How Delta Is Marketing The 2015 SkyMiles Program

As most of you probably know by now, Delta will be radically altering their frequent flyer program in 2015, whereby they’ll begin awarding miles based on how much you spend on your ticket as opposed to how many miles you fly.

Maybe this is old news, but reader Jon passed along a picture he took of the advertisement he saw on the seatback TV on a Delta flight.

“Who says a dollar doesn’t go as far as it used to? Up to 75,000 miles per trip with the new 2015 SkyMiles program.”

SkyMiles-2015-Advertisement

I can’t quite read the fine print relating to the asterisk, but I’ll assume it says “if you spend $15,000 per ticket.” Man, they have some crafty people in their advertising team, since for a vast majority of passengers a dollar will go less far than before when it comes to accruing miles.

Anyone care to propose an alternative tagline for the 2015 SkyMiles program that they could put on their seatback TVs?

Comments

  1. I received an email yesterday from delta telling me that looking at my flights till oct 2014, my skymilies accured was 175,000 strictly based on flights. Comparing this to 2015 rules , i would accrue 197,000 miles for sane flights.

    So i went through all of my flights till oct 2014 usibg the MQD amounts (2015 rule) rather than miles flown (2014 rules) and i ended up with 78,000 miles. I recalculated it again abd had the same 78,000 miles.

    Not sure how they came up with 197,000. It is abdolutely impossible. I would love it but impossible.

  2. Crafty adverstising indeed. But lets be honest, this new system works great for Delta’s high valued customers. If you’re flying business class from NYC to Tokyo you’re going to earn substantially more miles than you would have in the past. If you’re flying $299 tickets from JFK to SFO you’re going to be worse off.

  3. Everyone who replies to this post will get a check for $100.00*

    *Checks will not be honored – Cash Value: 1/100 Cent

    It’s a leading tag line designed to get business of the moron who doesn’t realize the terms and conditions of these programs.

  4. My Delta Email also compared my current YTD earning of Skymiles to next years dollar based amount. 39000 times 11 at 429000 miles next year. This year I have accrued 243500 miles. So I am all for Skymiles 2015. And that was just through August.

  5. “Still legit way better than MileagePlus!”

    @Ben, I’ll believe that you are impartial (as you claim) when it comes to the 3 legacy carriers when you decide to pile on United, which has a *worse* mileage program now, in many ways, and a demonstrably worse hard and soft product. But Delta’s the punching bag of choice on here, I get it…

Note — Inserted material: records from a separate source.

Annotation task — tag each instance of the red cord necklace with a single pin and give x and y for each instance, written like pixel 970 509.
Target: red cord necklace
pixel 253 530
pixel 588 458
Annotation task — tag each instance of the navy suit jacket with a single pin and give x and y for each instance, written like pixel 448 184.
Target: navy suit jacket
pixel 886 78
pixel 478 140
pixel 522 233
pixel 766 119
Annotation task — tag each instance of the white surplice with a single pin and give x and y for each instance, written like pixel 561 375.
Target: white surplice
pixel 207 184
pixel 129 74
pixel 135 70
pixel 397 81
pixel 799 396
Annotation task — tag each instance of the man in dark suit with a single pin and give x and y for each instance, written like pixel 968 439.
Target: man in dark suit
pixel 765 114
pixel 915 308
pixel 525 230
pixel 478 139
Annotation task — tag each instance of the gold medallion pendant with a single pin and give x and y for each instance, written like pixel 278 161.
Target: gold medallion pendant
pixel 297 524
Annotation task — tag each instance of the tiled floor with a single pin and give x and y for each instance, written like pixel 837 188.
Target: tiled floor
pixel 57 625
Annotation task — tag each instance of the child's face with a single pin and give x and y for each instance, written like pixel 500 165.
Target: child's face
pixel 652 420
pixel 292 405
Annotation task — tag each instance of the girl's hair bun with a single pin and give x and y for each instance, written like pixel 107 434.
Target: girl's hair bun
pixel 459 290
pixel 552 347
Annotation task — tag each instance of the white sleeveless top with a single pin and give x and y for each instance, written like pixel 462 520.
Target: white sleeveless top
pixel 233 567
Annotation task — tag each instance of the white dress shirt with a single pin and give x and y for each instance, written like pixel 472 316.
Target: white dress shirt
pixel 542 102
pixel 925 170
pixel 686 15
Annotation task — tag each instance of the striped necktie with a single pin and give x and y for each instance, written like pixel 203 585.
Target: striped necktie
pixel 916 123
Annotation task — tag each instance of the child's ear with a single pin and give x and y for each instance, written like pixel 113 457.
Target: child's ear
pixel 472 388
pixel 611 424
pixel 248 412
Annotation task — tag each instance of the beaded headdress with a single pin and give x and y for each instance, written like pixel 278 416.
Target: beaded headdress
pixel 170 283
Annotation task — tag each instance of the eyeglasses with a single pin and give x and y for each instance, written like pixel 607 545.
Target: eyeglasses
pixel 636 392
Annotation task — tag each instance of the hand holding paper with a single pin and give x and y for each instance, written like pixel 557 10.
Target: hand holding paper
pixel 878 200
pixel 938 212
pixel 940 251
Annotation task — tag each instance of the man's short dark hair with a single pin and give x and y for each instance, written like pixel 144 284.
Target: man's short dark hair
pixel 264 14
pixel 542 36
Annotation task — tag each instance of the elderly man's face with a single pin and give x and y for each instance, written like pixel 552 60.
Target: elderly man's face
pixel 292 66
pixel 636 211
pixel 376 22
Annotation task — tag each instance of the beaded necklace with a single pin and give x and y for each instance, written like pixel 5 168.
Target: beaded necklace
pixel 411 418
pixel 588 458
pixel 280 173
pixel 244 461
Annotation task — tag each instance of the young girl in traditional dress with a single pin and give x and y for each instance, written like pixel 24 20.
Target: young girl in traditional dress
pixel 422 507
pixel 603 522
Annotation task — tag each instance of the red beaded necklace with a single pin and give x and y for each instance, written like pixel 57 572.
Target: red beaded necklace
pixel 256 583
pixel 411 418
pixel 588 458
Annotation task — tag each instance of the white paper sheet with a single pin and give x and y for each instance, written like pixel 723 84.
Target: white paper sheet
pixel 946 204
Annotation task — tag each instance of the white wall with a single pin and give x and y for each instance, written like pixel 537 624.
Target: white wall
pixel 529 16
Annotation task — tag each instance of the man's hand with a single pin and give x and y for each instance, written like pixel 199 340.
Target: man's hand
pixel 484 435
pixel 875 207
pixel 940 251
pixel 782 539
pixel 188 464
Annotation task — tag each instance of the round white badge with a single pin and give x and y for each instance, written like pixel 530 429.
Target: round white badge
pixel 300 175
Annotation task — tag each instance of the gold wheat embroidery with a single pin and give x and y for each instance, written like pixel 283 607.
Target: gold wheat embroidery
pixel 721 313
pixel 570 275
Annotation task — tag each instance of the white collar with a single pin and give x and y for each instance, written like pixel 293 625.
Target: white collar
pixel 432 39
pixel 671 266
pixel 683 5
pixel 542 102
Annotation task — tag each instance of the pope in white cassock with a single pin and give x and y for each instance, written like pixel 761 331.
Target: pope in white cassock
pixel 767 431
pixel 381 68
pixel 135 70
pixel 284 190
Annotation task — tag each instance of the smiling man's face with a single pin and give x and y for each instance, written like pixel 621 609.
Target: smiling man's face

  6. Also, to be fair — and I fully realize this reveals my Delta apologism — if you’re a Delta Diamond and you (or your company, more likely) spend $6800+ on a business class fare to Europe or Asia (a not uncommon scenario), you’ll get 75,000 miles. It’s not “everyday traveler getting 75,000 for a transcon in economy,” but it isn’t a $15,000 ticket either.

  7. WHO SAYS An airline can’t consistently screw its frequent fliers and get away with it?*
    *hint: get your employer to buy you full Y fares to keep earning skypesos.

    The worst part of all this is that at the end of the day, airlines want to encourage their most profitable customers. This is not necessarily equal to those who spend the most. For example, a $300 flight from DCA to ATL is a lot more profitable than a $350 flight DCA-ATL-DFW, but they’d still award more “miles” to the longer, less profitable journey.

  8. I’m interested to see your thoughts on Delta’s decision to make a big Airbus purchase. Sure doesn’t seem like a good move in the “Battle for Seattle.”

  9. After several months of following this story all I can say is I think it’s fine to reward and incent your best customers to spend and get more.